1960/1970, le temps des grandes mutations
Certains ont pu parler de véritable "révolution", tant il est vrai que, dans de nombreux domaines, la production de foie gras landais a provoqué des changements profonds :
-sur le plan économique : de fournisseur de matière première exportée hors département, les Landes ont profité de la "valeur ajoutée" en transformant le maïs de l'exploitation en viande de qualité : porc, volailles, bœuf.
-dans l'évolution des mentalités, le gavage "domaine réservé de la femme", est devenu, dès lors qu'il procure un revenu appréciable, l'affaire, aussi, des hommes.
-parallèlement, les femmes affirment leurs capacités de chef d'exploitation en organisant des groupements de travail en commun à l'instar de Mme Brethes et de 4 femmes de la région de Souprosse.
-dans la technique facteur de progrès, c'est le nouveau dogme en vigueur : le gavage n'est plus une activité saisonnière, il se pratique désormais toute l'année.

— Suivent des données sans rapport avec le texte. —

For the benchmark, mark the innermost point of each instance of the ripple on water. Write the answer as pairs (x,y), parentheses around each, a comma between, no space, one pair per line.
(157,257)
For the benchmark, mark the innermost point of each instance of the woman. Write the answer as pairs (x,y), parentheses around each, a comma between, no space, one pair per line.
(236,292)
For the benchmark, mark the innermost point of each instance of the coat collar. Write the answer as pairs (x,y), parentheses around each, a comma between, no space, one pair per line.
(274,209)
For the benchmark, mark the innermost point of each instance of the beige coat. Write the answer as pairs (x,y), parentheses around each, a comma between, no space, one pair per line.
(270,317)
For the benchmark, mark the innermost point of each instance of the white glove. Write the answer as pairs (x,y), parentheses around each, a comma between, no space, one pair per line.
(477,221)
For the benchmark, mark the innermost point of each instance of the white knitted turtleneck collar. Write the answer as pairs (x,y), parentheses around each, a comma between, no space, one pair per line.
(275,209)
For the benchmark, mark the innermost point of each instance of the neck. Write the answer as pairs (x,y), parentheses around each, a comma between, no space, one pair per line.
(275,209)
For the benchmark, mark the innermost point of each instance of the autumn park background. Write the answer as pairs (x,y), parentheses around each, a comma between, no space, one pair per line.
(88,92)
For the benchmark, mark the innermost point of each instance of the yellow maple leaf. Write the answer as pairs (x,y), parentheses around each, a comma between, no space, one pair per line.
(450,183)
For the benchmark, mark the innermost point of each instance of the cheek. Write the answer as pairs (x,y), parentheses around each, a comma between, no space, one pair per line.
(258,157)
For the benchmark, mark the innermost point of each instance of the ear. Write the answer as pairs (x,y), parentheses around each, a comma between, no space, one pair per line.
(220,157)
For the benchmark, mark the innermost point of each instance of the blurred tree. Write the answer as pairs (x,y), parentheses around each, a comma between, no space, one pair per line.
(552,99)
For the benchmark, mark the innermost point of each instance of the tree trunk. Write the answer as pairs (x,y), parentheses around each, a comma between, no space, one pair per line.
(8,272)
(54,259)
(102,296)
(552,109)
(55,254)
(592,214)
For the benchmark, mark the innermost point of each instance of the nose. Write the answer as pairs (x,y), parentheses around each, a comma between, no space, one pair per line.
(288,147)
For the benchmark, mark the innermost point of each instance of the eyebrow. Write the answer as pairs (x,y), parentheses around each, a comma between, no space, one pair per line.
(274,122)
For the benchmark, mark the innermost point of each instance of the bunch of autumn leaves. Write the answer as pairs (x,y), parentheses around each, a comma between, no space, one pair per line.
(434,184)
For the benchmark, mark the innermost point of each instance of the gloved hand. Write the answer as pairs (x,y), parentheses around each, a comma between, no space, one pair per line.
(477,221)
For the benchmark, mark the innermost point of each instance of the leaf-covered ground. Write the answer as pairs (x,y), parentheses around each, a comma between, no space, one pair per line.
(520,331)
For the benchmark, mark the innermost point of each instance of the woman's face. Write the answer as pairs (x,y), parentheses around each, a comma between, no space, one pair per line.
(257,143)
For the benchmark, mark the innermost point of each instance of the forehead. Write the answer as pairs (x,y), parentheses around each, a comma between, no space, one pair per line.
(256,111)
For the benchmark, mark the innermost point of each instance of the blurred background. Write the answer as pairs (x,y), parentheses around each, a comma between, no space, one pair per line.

La conséquence apparaît dans la mise en place de la chaîne du froid, de la chambre froide individuelle, aux camions frigo, et aux plates-formes de congélation.
-les années 1960 voient aussi le déclin brutal de l'élevage de l'oie, le canard étant beaucoup moins sujet aux difficultés de reproduction et de gavage.
-la filière, c'est ainsi qu'est nommée la chaîne de production des palmipèdes gras, s'organise en se spécialisant par segments : la naissance et l'accouvage, l'élevage des canards (les PAG, prêts à gaver), le gavage.
L'innovation culinaire
Les conserveurs et restaurateurs ne pouvaient rester étrangers à ce profond bouleversement des habitudes. Faisant toujours référence à la tradition et prenant comme vecteur la qualité, ils proposent "le magret" qui n'est autre que le filet traité comme une viande rouge. Son succès est foudroyant et gagne le pays tout entier; le foie gras mi-cuit, la semi-conserve, le sous vide, le tournedos, le saucisson de canard, la salade landaise aux gésiers, au magret fumé et aux pignons... autant de succès pour l'industrie de la transformation.
La résistance des marchés
Les marchés physiques traditionnels sont encore en pleine activité. Organisés par les municipalités, ils sont hebdomadaires et soumis à autorisation de façon à ne pas se gêner dans un même secteur géographique. Ils relèvent un tantinet du folklore ; le garde champêtre ou l'agent communal en tenue, agite la cloche pour lancer le départ des transactions, tout achat étant défendu hors du marché et avant l'heure prévue. Les canards sont disposés sur des bancs de bois, attachés par paires par une ficelle autour de la tête, le ventre rebondi et le cou pendant. Ce mode de vente, la bête non ouverte, la "pochette surprise", est remis en cause car il ne permet pas d'apprécier le volume du foie ni sa qualité. Les marchands, en connaisseurs avertis, appuient le pouce à l'endroit où le foie occupe la cavité abdominale. Souple est un signe de qualité, dur signifie présence de graisse. Ils offrent rapidement un prix griffonné sur un morceau de papier, le vendeur l'accepte ou le refuse. Ces exercices rapides s'accompagnent d'exclamations, d'appréciations parfois désobligeantes pour discréditer la "marchandise". De temps immémoriaux les marchés sont animés de ces jeux où la ruse et l'expérience ont tôt fait de décourager le débutant.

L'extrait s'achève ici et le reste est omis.